Calculate size distribution of reads from fastq and bam files.
size_dist.py
is a python3 executable script that relies on the
pysam library. To install
use conda to create an environment that contains pysam
, then add the
size_dist.py
script to that environment's bin/.
First, install conda using miniconda. The instructions at the Bioconda page are great to get started with installing conda / miniconda.

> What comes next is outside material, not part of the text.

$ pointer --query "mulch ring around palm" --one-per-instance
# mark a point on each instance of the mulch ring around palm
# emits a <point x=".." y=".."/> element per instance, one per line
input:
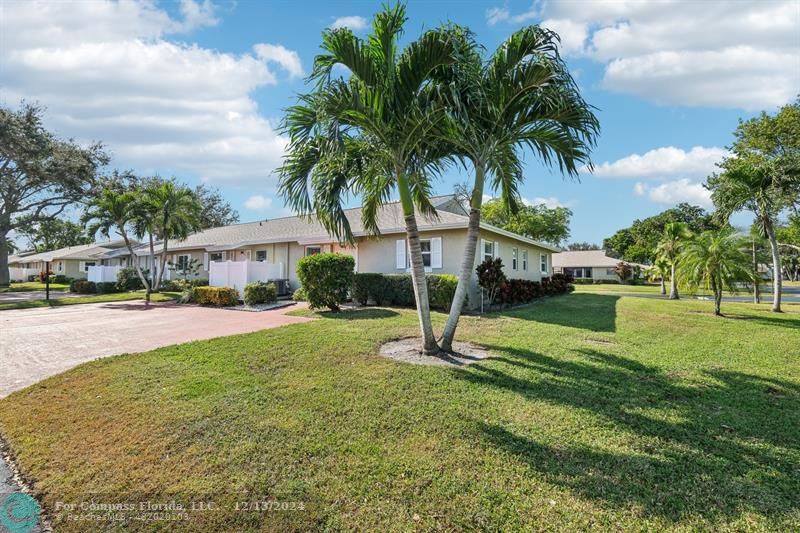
<point x="409" y="350"/>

Next, create and activate a conda environment to hold pysam
and size_dist.py
.
The conda config
commands ensure the bioconda and r channels are available;
required for pysam installation.
conda create --name size_dist
conda activate size_dist
conda config --add channels r
conda config --add channels bioconda
conda install pysam
Now, download the latest release as .zip from github. Unzip it, cd into the
directory, then copy the size_dist.py
script into your environment's /bin/
folder:
cp size_dist.py /path/to/miniconda3/envs/size_dist/bin/
In the above, be sure to replace /path/to
with the correct path to your
miniconda3 installation. (Call conda env list
to find this.)
usage: size_dist.py [-h] [-s] [-d] [-c] [-u] [-v] files [files ...]
positional arguments:
files One or more .bam or .fastq files
optional arguments:
-h, --help show this help message and exit
-s, --includeSupplementary
Include supplementary alignments (bam)
-d, --includeDuplicate
Include duplicate alignments (bam)
-c, --includeSecondary
Include secondary alignments (bam)
-u, --excludeUnmapped
Exclude unmapped reads (bam)
-v, --version show program's version number and exit
Files must end in either .bam
or .fastq
. Compressed fastq files are not
accepted.
For bam files, by default, supplementary, secondary, and duplicate reads are excluded, while unmapped reads are included. Optional switches are available to change the default behaviors for these alignment types. Each line in a bam file (unless excluded) is treated as a separate read.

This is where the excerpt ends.